Analyses of patient survival data were made using the survival package in R software (http://cran.r-project.org/package=survival), and the level of significance was set at P < 0.05.

Network analysis for AS-related genes

For the analysis of gene-network interactions, we used the STRING database (http://string-db.org/), and applied a threshold score > 0.4. Data visualization was performed using Cytoscape (https://cytoscape.org/).

A prognosis model based on ten hub genes

We performed a multivariate analysis of the gene expression data using the Cox proportional hazard-regression model. We identified the ten AS-related genes that demonstrated the most significant expression-profile changes, and then used these hub genes to create a prognostic model and for survival analyses. In addition, we determined the correlations between the expression profiles of these ten hub genes and overall patient survival based on Kaplan–Meier plots (https://kmplot.com/).

Correlations between AS subtypes and prognoses

We systematically explored patient prognoses associated with AS-subtype events and calculated AS-event distributions. We then determined the correlations between prognosis-related genes and these AS-event distributions.

Biological functions analysis

To determine the functions of the prognostic genes that were significantly related to AS events, we used KOBAS 3.0 (http://kobas.cbi.pku.edu.cn/), a web-based tool for gene/protein functional annotation and pathway-enrichment analysis.

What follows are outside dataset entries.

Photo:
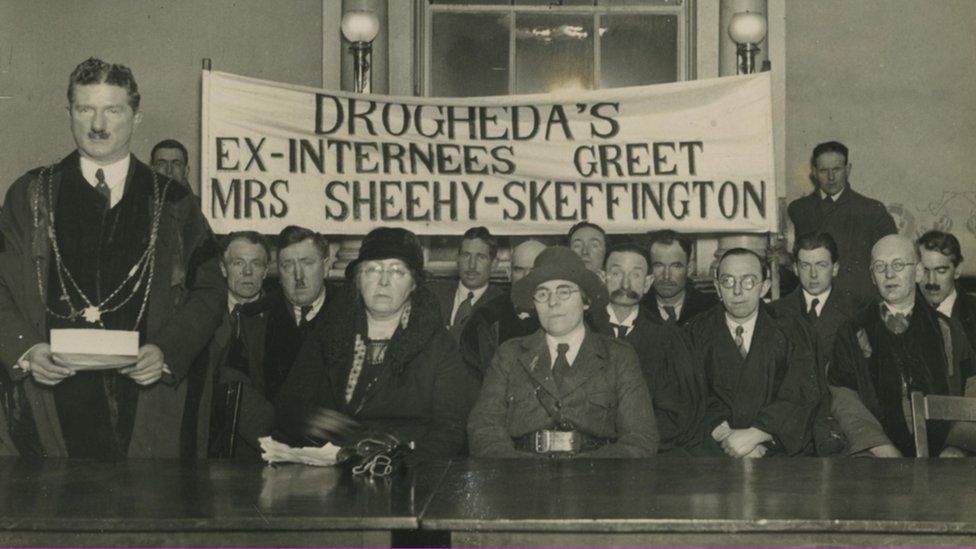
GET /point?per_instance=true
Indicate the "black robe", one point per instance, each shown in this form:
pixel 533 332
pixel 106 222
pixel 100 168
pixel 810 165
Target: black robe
pixel 773 389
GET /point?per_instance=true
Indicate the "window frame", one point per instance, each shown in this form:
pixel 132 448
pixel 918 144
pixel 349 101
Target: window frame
pixel 686 62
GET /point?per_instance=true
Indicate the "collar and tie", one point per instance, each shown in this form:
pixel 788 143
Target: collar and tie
pixel 670 313
pixel 740 342
pixel 560 366
pixel 464 310
pixel 897 323
pixel 102 187
pixel 812 313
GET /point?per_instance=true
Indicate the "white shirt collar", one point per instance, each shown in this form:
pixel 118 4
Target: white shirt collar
pixel 808 297
pixel 748 328
pixel 948 303
pixel 574 339
pixel 115 174
pixel 316 307
pixel 833 198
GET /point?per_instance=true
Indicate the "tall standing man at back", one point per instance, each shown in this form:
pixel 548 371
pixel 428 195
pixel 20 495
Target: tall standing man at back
pixel 855 221
pixel 100 241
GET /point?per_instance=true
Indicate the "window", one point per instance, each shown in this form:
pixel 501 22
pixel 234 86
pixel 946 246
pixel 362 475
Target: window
pixel 476 48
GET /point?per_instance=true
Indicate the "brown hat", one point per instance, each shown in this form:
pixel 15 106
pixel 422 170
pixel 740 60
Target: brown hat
pixel 559 263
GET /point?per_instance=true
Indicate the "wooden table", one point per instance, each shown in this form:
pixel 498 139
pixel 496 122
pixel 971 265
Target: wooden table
pixel 703 502
pixel 150 503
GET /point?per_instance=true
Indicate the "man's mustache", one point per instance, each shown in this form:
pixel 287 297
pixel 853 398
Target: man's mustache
pixel 621 292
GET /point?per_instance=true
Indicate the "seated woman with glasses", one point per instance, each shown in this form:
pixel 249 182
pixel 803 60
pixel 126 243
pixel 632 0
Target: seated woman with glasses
pixel 760 368
pixel 383 358
pixel 565 390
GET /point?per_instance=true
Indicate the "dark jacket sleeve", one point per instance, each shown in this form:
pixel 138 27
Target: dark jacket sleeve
pixel 487 433
pixel 453 392
pixel 194 321
pixel 637 434
pixel 789 417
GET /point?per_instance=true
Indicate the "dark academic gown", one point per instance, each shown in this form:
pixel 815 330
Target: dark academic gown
pixel 856 222
pixel 673 376
pixel 696 302
pixel 490 325
pixel 773 389
pixel 916 356
pixel 827 434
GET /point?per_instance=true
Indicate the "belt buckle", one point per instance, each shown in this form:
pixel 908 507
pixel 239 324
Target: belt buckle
pixel 557 441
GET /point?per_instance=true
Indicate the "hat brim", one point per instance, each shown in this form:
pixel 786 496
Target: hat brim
pixel 588 281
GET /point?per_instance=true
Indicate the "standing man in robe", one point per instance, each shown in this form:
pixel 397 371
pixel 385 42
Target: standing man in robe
pixel 99 241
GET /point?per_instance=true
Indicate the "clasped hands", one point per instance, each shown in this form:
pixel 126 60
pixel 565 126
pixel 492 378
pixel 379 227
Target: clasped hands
pixel 50 370
pixel 741 442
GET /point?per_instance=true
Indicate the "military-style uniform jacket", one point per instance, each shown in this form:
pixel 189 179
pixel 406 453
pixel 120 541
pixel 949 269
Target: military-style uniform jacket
pixel 605 396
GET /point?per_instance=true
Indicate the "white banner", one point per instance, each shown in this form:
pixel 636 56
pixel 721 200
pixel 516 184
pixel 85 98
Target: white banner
pixel 692 156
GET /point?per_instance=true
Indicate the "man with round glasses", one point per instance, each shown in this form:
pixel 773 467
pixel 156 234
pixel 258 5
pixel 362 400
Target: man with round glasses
pixel 759 367
pixel 564 390
pixel 890 350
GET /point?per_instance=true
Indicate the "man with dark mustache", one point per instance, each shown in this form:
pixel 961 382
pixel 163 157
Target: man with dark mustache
pixel 889 350
pixel 941 256
pixel 675 382
pixel 477 258
pixel 99 241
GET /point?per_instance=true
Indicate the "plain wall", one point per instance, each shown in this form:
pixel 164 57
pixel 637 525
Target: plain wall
pixel 895 81
pixel 163 42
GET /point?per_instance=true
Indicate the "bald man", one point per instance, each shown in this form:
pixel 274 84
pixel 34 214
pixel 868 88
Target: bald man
pixel 496 321
pixel 889 350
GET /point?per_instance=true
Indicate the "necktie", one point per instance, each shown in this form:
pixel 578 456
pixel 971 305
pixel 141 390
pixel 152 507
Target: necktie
pixel 896 322
pixel 303 320
pixel 560 366
pixel 812 313
pixel 102 187
pixel 947 341
pixel 740 342
pixel 672 316
pixel 464 310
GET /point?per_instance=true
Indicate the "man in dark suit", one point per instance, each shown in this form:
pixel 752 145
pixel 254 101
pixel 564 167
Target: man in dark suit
pixel 676 384
pixel 477 257
pixel 80 251
pixel 497 321
pixel 674 298
pixel 823 312
pixel 239 413
pixel 888 351
pixel 759 367
pixel 855 221
pixel 941 255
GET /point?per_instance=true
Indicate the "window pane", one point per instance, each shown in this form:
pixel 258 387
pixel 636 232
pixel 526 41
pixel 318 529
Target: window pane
pixel 469 54
pixel 553 53
pixel 638 49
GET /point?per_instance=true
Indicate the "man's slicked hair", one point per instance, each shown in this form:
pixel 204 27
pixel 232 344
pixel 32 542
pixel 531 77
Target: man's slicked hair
pixel 95 71
pixel 250 236
pixel 482 233
pixel 668 237
pixel 812 241
pixel 293 234
pixel 829 146
pixel 170 144
pixel 944 243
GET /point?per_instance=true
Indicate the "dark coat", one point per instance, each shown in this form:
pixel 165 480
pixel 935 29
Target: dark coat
pixel 422 392
pixel 490 325
pixel 774 389
pixel 605 396
pixel 674 378
pixel 696 302
pixel 180 319
pixel 917 356
pixel 856 222
pixel 445 299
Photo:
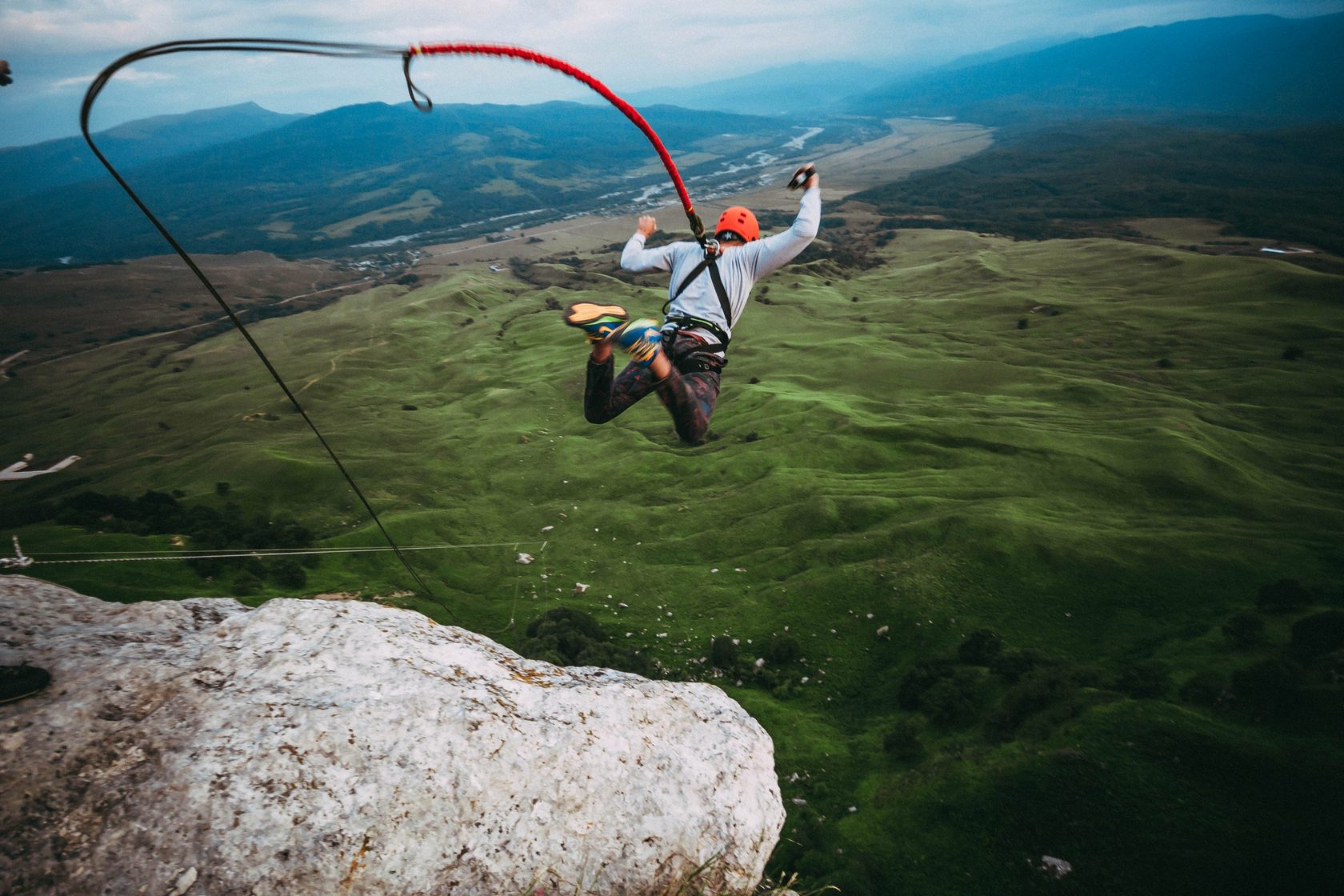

Prognostic model construction

Characteristic genes were selected as being significantly prognostic with Pearson correlation coefficients of more than 0.5 or less than − 0.5. To construct our prognostic model, we used these prognostic genes and the frequencies of AS events, to develop a sarcoma prognostic index.

An analysis of prognosis-related genes

To determine correlations between levels of gene transcription and variable-splicing prognoses, we used a univariate analysis of AS-sequence profiles using TCGA RNA-seq data for associated genes to determine the impact of AS events on sarcoma prognosis.